The proposal would affect school districts that join the Alaska School Activities Association (ASAA), which regulates Alaska’s high school sports. The director of the ASAA said that the rule would likely result in the association creating one division for girls and another division for “all other students,” according to the Anchorage Daily News.

One Alaska district, the Matanuska-Susitna Borough School District, has already adopted a policy requiring athletes to compete based on their actual sex.

A spokesperson for the Alaska Department of Education told the Anchorage Daily News that the department “does not have a specific date” for when the proposal would come into effect. After Taylor’s department reviews the measure, it must be filed with the lieutenant governor’s office and would take effect 30 days after being filed, according to the newspaper. 

Republican Alaska Sen. Shelley Hughes told the Anchorage Daily News that she was “elated with the victory.” “I am glad to see that we have a policy on our books,” she said. “Now, we will have to see what the courts will do.”

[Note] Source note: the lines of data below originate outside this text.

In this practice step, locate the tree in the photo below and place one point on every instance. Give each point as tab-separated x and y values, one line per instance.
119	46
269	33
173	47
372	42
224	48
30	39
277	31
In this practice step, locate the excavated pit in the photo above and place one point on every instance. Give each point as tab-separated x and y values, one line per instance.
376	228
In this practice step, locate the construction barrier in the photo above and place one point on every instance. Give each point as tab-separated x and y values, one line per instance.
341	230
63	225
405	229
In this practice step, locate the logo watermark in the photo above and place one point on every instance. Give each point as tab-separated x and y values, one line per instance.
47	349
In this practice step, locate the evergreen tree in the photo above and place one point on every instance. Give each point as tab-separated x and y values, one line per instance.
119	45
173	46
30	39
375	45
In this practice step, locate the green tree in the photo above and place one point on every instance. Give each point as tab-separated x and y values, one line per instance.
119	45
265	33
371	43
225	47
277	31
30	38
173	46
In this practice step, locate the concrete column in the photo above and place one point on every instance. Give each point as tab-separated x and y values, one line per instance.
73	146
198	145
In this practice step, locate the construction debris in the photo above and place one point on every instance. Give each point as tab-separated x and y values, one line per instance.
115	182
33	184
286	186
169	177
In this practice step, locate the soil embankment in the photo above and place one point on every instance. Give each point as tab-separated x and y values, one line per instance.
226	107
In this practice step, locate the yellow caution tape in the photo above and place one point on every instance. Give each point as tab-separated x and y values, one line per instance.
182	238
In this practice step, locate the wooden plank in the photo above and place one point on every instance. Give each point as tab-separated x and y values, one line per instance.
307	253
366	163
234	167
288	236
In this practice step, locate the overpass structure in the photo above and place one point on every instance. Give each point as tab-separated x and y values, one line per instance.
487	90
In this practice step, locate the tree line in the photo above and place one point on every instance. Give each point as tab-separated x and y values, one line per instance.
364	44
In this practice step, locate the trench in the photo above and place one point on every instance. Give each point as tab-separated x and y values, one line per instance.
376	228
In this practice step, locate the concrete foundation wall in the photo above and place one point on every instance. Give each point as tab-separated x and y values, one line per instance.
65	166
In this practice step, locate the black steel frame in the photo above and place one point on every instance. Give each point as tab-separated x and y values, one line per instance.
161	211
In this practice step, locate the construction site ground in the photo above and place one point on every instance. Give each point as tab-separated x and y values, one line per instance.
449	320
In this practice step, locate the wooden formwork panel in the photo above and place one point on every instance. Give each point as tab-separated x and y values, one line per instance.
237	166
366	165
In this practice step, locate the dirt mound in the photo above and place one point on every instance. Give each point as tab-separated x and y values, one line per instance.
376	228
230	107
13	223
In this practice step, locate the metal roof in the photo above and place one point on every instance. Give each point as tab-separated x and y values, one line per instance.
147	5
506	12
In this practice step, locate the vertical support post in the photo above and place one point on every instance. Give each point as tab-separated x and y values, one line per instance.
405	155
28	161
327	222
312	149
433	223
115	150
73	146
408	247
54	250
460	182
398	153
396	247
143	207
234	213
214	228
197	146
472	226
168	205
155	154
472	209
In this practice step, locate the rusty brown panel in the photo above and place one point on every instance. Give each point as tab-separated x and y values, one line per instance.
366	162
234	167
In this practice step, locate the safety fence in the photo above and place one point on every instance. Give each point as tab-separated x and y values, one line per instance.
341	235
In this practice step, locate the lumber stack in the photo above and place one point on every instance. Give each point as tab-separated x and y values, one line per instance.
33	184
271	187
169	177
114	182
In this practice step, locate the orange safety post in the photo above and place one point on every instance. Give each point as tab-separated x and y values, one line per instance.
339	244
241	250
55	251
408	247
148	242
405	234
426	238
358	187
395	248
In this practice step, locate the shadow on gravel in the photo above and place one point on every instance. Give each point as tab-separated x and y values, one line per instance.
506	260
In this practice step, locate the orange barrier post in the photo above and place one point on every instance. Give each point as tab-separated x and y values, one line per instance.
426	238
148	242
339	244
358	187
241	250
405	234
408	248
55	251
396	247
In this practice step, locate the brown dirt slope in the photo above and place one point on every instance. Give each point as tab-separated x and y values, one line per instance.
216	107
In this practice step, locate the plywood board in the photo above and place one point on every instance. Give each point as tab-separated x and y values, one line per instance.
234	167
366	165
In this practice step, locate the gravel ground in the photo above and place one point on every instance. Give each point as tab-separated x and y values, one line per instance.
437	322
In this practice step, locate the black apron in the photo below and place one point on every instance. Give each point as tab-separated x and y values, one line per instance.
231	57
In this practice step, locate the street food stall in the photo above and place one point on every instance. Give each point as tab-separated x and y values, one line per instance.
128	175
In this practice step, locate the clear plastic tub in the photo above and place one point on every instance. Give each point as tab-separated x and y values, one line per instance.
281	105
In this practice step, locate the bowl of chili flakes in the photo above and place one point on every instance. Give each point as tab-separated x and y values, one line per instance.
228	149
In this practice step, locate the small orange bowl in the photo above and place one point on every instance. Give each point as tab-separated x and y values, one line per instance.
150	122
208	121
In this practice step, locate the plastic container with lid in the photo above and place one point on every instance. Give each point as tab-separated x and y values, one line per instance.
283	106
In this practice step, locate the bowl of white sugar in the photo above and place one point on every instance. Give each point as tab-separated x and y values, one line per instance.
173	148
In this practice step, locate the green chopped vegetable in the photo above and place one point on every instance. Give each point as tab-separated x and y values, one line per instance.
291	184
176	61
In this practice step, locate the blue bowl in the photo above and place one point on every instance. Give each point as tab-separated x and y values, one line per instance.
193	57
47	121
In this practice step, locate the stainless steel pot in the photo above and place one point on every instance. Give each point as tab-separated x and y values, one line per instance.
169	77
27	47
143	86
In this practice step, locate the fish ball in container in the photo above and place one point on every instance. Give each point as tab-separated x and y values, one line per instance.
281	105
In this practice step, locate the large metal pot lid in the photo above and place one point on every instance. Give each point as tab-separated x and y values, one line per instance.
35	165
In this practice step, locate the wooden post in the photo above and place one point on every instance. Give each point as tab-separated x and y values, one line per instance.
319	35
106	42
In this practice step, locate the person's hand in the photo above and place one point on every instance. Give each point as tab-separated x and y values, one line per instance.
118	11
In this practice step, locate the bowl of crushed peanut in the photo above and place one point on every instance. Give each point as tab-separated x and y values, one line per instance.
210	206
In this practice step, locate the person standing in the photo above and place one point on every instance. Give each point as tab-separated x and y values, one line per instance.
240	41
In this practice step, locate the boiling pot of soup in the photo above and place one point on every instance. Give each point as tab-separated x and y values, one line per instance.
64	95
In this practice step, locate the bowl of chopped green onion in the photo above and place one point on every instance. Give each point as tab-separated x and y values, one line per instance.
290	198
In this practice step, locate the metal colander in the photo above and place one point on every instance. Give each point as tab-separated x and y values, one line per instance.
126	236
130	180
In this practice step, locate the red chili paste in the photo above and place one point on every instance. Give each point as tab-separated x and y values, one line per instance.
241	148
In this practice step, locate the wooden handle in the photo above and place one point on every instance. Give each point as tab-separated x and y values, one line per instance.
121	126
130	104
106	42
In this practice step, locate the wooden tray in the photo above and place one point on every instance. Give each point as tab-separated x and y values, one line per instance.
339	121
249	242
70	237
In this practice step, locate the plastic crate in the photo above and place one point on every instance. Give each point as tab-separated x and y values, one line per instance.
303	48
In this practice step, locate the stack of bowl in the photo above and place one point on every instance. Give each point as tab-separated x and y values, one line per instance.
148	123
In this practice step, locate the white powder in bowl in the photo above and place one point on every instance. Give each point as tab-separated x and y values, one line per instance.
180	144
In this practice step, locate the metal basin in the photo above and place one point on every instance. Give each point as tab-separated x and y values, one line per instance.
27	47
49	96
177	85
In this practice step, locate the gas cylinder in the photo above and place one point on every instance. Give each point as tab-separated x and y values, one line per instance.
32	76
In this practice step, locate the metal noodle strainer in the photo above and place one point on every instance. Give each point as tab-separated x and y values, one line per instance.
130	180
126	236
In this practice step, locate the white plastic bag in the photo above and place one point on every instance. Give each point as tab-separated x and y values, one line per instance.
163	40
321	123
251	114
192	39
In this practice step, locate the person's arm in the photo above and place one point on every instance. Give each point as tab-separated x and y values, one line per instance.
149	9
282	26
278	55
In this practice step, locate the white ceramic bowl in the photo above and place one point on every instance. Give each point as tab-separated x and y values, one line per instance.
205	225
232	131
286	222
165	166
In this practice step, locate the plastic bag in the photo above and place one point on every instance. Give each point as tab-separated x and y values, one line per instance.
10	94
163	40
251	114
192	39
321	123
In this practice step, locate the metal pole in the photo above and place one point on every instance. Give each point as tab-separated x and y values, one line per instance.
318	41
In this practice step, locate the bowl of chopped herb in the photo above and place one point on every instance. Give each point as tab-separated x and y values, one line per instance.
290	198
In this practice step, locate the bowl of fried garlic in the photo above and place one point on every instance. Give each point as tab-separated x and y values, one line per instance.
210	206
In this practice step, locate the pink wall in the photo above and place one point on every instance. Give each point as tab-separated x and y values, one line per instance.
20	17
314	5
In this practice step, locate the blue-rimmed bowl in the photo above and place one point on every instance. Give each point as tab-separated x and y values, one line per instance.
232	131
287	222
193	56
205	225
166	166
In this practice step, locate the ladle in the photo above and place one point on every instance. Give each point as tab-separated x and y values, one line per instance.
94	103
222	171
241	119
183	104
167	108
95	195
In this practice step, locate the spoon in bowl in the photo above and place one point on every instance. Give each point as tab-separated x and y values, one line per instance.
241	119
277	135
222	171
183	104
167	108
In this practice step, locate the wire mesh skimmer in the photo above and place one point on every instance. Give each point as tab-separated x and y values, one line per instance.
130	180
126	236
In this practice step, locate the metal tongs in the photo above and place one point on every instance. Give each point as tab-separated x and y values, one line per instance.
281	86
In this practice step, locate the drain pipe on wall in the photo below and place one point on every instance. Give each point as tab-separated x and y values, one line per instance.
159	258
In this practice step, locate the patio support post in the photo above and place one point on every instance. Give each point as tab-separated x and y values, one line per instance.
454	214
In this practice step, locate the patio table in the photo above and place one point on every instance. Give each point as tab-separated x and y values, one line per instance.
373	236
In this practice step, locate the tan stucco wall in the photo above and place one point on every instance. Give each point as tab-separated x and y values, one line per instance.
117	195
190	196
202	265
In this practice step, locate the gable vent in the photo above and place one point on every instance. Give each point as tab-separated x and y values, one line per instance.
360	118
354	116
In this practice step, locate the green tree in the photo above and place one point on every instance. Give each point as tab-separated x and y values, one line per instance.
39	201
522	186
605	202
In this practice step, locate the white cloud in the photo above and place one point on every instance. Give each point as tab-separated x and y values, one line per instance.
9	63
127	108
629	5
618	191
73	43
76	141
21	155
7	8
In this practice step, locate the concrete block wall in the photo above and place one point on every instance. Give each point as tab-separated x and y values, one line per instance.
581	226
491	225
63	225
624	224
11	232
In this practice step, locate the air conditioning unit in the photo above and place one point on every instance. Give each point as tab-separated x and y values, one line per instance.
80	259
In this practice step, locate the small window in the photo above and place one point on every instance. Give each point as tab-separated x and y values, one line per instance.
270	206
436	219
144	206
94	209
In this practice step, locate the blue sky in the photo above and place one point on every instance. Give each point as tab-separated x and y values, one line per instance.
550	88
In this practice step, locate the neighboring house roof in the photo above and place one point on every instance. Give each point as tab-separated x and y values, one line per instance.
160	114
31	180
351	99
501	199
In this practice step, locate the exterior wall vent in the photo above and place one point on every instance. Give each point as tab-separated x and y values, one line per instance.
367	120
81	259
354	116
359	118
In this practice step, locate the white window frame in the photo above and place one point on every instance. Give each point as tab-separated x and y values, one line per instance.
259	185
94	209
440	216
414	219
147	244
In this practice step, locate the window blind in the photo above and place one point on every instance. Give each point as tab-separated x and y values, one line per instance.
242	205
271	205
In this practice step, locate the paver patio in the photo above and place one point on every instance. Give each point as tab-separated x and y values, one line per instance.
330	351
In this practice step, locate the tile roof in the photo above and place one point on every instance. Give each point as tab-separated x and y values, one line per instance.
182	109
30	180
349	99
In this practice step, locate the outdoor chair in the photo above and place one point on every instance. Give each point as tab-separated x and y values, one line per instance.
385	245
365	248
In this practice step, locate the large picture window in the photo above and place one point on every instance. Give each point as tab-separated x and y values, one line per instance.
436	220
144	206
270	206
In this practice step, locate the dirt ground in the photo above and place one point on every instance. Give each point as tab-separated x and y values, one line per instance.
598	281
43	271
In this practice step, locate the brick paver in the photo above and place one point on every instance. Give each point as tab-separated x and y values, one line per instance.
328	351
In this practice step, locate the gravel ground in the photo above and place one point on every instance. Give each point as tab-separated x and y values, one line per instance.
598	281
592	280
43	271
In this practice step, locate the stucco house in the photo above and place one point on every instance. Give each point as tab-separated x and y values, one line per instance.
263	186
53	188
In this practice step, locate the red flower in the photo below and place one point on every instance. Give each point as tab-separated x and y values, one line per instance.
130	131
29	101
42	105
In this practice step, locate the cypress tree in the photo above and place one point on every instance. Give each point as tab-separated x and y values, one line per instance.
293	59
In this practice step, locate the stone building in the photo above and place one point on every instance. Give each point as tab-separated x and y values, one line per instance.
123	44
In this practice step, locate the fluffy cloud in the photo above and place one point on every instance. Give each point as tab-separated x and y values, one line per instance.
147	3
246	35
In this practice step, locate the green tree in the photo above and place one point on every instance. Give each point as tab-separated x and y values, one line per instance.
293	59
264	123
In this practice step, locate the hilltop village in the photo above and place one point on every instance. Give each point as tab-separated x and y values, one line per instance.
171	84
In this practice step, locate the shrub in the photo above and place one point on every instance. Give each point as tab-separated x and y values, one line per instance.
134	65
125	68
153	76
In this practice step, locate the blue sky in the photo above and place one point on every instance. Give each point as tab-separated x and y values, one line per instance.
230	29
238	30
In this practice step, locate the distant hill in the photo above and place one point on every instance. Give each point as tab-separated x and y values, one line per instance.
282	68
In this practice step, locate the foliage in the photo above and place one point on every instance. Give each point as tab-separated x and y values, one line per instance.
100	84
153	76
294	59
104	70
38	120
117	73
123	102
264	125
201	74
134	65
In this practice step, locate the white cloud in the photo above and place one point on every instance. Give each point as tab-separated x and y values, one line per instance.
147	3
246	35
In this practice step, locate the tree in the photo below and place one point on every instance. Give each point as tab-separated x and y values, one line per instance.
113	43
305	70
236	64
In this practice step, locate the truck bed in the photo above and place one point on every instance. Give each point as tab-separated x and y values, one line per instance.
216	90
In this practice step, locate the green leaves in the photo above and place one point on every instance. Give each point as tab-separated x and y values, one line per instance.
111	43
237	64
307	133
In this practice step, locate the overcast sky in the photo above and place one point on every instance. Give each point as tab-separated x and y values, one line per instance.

Bills to protect fairness in women’s sports have repeatedly failed in Alaska, where the state legislature is divided between a Republican-controlled House and a Democratic-controlled Senate.

At least 23 other states have passed laws limiting male athletes from competing on female teams amid widespread backlash over gender-confused males dominating women’s and girls’ sports in recent years.

The International Powerlifting Federation last month announced new regulations on so-called “transgender” athletes after male powerlifter “Anne” Andres set a Canadian women’s national record.